Inilah yang membuat publik mempertanyakan kembali keamanan pintu elektrik dan semi-elektrik pada mobil modern.
Dampak ke Xiaomi
Tragedi ini langsung mengguncang pasar. Saham Xiaomi anjlok hingga 8,7 persen pada hari kejadian, sebelum akhirnya ditutup turun 5,24 persen. Nilai perusahaan pun terpangkas miliaran dolar hanya dalam sehari.
Ini bukan kali pertama SU7 terseret kasus serupa.
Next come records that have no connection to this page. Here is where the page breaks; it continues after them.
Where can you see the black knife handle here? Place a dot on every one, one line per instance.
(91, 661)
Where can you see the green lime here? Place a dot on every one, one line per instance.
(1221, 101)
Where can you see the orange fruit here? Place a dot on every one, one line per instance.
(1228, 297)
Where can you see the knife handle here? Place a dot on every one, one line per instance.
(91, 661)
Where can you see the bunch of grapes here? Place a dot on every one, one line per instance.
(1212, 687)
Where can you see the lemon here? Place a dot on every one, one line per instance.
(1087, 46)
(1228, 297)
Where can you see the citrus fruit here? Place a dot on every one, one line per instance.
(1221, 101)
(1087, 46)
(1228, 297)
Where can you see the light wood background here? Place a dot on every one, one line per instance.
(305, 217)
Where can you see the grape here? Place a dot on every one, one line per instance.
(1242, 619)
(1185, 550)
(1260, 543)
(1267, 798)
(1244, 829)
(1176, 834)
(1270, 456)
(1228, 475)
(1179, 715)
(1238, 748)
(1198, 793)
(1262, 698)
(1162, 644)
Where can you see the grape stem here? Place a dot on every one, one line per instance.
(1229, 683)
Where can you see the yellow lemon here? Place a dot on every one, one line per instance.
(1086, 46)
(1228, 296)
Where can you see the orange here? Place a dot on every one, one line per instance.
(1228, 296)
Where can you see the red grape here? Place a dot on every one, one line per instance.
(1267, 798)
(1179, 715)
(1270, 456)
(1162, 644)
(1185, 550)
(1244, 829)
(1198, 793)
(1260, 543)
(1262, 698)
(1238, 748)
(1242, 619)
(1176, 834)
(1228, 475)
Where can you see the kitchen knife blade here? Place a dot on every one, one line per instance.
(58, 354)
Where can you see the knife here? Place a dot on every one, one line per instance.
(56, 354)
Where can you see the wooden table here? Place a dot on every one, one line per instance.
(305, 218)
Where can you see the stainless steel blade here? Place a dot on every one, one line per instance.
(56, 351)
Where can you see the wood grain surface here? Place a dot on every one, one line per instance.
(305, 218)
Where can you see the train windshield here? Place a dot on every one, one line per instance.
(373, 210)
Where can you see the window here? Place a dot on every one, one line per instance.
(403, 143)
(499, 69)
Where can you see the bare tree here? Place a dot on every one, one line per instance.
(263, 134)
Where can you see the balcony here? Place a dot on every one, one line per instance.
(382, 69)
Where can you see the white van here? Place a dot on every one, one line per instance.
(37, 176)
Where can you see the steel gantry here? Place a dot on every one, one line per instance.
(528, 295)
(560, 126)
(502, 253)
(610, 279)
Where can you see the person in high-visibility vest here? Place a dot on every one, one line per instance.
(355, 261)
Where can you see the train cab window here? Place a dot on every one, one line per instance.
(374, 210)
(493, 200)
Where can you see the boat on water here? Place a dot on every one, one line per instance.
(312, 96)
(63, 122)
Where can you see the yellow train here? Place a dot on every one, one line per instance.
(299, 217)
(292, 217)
Pada April lalu, tiga orang tewas dalam kecelakaan di Anhui.
Dua penumpang depan dilaporkan tak bisa keluar karena pintu terkunci otomatis setelah benturan.
Seorang penumpang belakang berhasil ditarik keluar lewat jendela yang dipecahkan saksi, namun akhirnya juga meninggal akibat luka serius.
Regulasi Mulai Bergerak
Serangkaian insiden ini membuat regulator di Tiongkok mulai mempertimbangkan pembatasan desain pintu elektrik.
Kekhawatiran serupa juga muncul di Amerika Serikat, di mana Tesla tengah diselidiki terkait kegagalan mekanisme pintu dalam kondisi darurat.
Bagi konsumen, kasus ini menjadi pengingat bahwa inovasi teknologi harus tetap mengutamakan aspek keselamatan dasar.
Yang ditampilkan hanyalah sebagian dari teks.